As his nation erupts in pain and outrage, and as it sails past the 100,000 death toll mark, Trump chooses this time to exit from the World Health Organization. Since the U.S. is, or was, the single biggest financial contributor to the WHO, his action is a gut-punch to public health worldwide and a frightening setback to ending the pandemic.

It’s also a bewildering move. How does it help anything to sever ties with the largest health organization in the world, at a time when we desperately need the combined resources of all nations with any capacity to combat COVID-19, to say nothing of the cooperation we can no longer count on when a treatment or vaccine is developed, as it very well could be, outside our borders?

What explains such a self-destructive action? Trump’s pique at China. The Washington Postreported this weekend on Trump’s decision:

In the remarks made in the Rose Garden on Friday, Trump blamed China for the covid-19 pandemic and accused Beijing of effectively controlling the WHO and pressuring it to “mislead the world.”

Medical experts all over the globe, including here at home, are dismayed, to put it mildly. And if the idea was to push back at China, Trump’s retreat from the WHO gives that nation a veto power in the organization that we will no longer have.

If you’re looking for logic to explain this, there is none. There are only the Trumpian principles of disruption and deflection.

But November is coming. Isn’t it?

Those of us who are appalled at the current administration look to the coming election as the possible light at the end of this long, dark tunnel. If there is one thing we can rely on in America, it’s our faith in free and fair elections and the peaceful transition of power.

But even that is coming into question.

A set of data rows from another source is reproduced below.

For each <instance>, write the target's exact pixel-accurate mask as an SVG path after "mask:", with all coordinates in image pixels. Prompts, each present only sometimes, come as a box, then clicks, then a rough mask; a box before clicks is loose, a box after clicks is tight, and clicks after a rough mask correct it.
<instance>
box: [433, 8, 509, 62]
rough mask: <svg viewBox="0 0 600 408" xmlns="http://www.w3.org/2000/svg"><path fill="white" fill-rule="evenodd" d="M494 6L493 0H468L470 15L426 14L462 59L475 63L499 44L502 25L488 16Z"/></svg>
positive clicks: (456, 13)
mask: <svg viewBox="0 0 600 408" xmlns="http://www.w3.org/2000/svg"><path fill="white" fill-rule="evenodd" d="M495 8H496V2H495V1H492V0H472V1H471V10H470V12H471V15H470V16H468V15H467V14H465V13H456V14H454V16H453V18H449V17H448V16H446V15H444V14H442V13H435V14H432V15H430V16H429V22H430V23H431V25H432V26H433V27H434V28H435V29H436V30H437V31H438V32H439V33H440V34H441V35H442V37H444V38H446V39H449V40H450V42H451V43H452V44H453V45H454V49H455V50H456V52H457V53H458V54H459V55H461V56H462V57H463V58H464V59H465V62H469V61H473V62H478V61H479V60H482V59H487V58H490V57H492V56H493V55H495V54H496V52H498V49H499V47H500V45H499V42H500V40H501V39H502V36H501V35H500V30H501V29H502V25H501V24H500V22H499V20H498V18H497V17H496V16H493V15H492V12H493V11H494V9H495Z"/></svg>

For the past two years, I’ve been inclined to discount doomsayers who fret that Trump and his lackeys will either steal the election or refuse to accede power if he loses. But with his relentless attack on mail-in voting (the topic that originally had Twitter pushing back due to his baseless claims), his continual pandering to the most dangerous factions of his supporters, and his unrelenting assault on facts, I’m no longer so confident.

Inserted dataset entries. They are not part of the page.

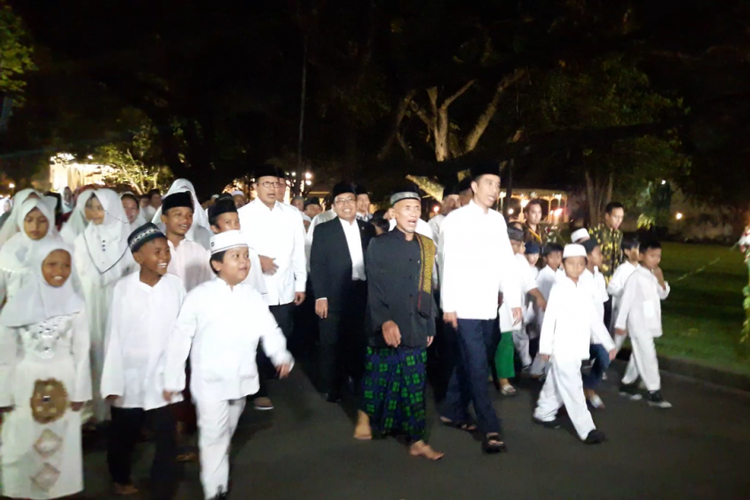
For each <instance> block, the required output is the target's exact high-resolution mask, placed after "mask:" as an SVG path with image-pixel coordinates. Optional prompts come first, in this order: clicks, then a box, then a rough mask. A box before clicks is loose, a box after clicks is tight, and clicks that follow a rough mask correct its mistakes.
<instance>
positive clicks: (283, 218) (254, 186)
mask: <svg viewBox="0 0 750 500" xmlns="http://www.w3.org/2000/svg"><path fill="white" fill-rule="evenodd" d="M283 178H284V174H283V172H281V171H280V170H279V169H277V168H276V167H274V166H273V165H262V166H261V167H259V168H258V169H257V170H256V172H255V179H256V182H255V184H254V185H253V187H254V188H255V192H256V193H257V197H256V198H255V199H254V200H253V201H252V202H250V203H248V204H247V205H245V206H244V207H242V208H240V209H239V210H238V215H239V218H240V226H241V227H242V233H243V234H244V236H245V237H246V238H247V241H248V246H249V247H250V248H251V249H253V250H255V251H256V252H257V254H258V255H259V257H260V265H261V268H262V270H263V277H264V279H265V282H266V288H267V289H268V294H266V295H265V297H266V302H267V303H268V306H269V309H270V310H271V313H272V314H273V316H274V318H276V322H277V323H278V325H279V328H281V331H282V332H283V333H284V335H285V336H286V337H287V341H288V339H289V337H290V335H291V334H292V331H293V329H294V308H295V306H298V305H300V304H302V302H304V300H305V284H306V282H307V262H306V258H305V227H304V225H303V224H302V217H300V214H299V211H298V210H297V209H296V208H294V207H292V206H290V205H285V204H284V203H283V200H279V199H277V196H278V195H277V193H278V191H279V190H278V188H279V184H280V182H283ZM258 356H259V359H258V368H259V372H260V377H261V388H260V391H259V392H258V394H257V396H256V398H255V400H254V404H255V408H256V409H258V410H272V409H273V403H272V402H271V400H270V399H269V398H268V396H267V392H266V388H265V384H264V383H263V379H264V371H265V370H264V367H265V368H266V369H268V367H269V366H270V361H269V360H267V359H265V355H264V354H263V350H262V349H259V350H258Z"/></svg>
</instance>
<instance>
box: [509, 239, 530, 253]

According to federal law, Trump can’t simply cancel or even postpone the November election. But with the vehement loyalty of so many Republican legislators behind him, Trump could subvert your and my right to vote at the state level. Jeffrey Davis explains this, with alarming credibility, in The Atlantic (“How Donald Trump Could Steal the Election,” March 29, 2020):

The danger begins with the fact that, regardless of what people believe, the Constitution does not give Americans the right to vote for their president. Rather, the Constitution says that a college of electors votes for the president, and Article II of the Constitution gives states nearly unlimited power to decide how these electors are chosen.

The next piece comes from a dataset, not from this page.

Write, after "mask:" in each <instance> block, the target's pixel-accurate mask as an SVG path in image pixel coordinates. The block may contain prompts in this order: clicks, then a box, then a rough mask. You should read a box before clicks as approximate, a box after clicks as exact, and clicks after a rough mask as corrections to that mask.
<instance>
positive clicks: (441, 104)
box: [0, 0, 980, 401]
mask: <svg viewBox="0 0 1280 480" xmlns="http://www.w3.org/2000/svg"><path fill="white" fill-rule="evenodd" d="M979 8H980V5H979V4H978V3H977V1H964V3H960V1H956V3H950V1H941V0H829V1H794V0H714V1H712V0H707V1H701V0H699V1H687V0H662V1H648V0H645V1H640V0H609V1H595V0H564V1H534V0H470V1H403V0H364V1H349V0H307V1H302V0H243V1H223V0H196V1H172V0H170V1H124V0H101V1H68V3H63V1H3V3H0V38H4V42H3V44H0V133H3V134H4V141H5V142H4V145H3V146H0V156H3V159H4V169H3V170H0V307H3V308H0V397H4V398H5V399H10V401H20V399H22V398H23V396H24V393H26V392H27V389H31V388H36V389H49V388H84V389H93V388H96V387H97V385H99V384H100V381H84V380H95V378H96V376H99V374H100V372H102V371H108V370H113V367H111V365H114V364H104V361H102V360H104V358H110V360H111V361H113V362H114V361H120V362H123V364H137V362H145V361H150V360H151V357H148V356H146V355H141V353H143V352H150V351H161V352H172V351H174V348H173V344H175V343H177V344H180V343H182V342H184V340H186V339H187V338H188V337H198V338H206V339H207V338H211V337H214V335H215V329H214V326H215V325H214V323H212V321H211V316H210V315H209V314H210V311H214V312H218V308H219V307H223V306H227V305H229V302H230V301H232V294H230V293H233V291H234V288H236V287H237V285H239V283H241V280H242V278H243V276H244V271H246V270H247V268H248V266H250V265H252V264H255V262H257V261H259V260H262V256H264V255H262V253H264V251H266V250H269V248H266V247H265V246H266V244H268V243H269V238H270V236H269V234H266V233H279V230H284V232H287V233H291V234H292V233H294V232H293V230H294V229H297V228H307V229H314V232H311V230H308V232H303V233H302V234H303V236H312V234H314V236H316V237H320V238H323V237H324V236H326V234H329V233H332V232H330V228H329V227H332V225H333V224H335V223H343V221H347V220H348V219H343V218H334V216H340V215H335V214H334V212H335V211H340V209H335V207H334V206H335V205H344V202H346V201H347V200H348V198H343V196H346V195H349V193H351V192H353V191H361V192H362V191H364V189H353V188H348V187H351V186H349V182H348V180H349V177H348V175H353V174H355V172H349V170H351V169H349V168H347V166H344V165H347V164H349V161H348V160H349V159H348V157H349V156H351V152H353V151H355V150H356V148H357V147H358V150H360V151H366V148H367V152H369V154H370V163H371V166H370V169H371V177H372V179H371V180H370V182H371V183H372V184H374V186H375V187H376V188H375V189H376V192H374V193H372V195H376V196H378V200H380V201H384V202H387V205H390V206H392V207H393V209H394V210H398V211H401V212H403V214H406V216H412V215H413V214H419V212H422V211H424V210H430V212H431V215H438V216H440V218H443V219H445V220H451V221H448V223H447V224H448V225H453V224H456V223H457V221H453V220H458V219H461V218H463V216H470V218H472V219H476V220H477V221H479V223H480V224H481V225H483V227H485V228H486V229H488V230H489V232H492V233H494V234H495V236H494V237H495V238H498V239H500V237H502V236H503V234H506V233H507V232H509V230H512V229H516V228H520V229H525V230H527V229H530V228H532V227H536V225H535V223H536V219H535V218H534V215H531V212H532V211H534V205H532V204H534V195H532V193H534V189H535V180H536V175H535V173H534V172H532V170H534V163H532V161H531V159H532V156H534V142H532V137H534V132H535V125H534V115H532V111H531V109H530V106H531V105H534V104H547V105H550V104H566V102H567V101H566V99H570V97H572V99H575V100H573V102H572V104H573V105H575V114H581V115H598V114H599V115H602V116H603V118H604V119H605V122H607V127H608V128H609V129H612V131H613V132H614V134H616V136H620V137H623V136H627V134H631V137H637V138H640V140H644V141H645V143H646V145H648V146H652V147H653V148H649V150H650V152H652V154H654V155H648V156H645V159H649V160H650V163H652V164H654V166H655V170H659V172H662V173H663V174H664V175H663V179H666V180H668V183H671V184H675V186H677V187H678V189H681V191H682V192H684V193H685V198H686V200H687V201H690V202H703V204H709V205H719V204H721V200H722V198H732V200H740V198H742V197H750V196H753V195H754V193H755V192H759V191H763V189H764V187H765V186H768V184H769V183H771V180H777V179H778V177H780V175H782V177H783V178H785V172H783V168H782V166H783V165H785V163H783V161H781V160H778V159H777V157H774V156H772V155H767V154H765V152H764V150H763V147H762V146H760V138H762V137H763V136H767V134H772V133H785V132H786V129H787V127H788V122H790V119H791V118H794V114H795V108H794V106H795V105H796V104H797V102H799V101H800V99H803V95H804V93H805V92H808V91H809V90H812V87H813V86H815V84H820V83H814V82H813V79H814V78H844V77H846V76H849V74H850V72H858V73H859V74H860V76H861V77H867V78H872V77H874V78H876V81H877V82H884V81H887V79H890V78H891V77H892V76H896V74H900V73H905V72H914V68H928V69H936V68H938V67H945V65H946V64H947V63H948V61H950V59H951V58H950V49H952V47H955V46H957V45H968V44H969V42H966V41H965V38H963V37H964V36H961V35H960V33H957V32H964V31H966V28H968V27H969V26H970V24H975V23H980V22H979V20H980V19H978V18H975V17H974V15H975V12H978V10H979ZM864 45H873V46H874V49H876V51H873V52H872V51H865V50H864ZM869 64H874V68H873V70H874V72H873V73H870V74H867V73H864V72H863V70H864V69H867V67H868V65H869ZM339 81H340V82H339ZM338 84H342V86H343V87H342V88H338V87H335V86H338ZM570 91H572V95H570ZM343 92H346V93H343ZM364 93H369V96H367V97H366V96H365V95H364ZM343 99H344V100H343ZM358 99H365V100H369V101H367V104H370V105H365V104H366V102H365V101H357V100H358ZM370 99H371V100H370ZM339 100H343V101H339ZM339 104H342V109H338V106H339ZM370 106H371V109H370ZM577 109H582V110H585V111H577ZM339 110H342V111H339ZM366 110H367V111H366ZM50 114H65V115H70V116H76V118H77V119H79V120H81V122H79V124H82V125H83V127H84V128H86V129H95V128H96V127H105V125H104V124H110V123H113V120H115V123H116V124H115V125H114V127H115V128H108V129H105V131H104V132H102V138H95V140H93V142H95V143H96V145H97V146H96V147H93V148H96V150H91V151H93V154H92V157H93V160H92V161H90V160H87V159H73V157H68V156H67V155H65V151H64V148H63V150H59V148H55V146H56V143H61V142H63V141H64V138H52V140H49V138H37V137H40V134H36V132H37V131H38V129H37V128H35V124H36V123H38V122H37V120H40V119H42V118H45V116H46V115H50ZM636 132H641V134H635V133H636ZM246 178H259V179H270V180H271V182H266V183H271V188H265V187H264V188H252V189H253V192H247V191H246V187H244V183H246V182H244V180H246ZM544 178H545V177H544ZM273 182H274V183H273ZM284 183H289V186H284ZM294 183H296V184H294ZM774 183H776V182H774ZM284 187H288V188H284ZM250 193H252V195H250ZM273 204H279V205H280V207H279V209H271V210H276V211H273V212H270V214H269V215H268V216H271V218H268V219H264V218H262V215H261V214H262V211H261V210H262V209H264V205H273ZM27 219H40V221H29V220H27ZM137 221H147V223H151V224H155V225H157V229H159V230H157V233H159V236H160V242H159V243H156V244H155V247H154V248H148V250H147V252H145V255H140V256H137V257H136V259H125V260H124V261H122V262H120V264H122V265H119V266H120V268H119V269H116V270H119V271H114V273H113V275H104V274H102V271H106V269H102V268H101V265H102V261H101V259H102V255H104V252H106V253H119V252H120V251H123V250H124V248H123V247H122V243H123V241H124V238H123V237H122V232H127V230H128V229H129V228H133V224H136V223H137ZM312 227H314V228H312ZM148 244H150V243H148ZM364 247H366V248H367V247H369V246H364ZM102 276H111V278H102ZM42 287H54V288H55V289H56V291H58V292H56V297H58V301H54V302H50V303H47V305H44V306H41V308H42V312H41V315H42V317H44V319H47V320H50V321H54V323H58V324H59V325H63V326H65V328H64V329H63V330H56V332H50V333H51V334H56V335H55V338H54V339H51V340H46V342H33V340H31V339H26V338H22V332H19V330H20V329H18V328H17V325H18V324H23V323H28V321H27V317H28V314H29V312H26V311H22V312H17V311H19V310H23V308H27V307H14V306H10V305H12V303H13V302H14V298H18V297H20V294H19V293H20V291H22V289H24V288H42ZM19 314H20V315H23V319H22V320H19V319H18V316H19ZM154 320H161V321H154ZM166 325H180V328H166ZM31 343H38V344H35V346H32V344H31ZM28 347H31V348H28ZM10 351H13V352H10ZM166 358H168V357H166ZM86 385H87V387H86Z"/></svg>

So, red states, which control 305 electoral votes (270 are needed to win), could simply change their laws to allow state legislators to appoint their electors who would, presumably, vote for the Republican ticket. Would that really happen? If it did, could such a thing stand up in court?

Remember the 2000 election?

As Davis writes,

In Bush v. Gore, a conservative majority on the Supreme Court held that the state “can take back the power to appoint electors” at any time.

Davis also notes that even if only a few states make such an extraordinary move, and a few others simply fail to suitably prepare for voting under pandemic circumstances, the result could throw the entire election into question.

And the Supreme Court hasn’t exactly leaned more liberal since 2000.

All of this presses on my neck, and maybe yours too

I wish I had a brighter take on things with which to cheer or entertain you. But I’m gasping here. What sustains me right now is the will to keep struggling — not with violence, not against anyone, but for something: the prospect of a saner, healthier, more just, and sustainable future.

We’re not done yet. There is hope, if we lift up our voices to decry hatred and bigotry, to demand justice and the rule of law, and especially if we vote in such numbers and with such irrefutable unity that we overwhelm all attempts to throttle us.

That thought, I sincerely hope, is a breath of fresh air.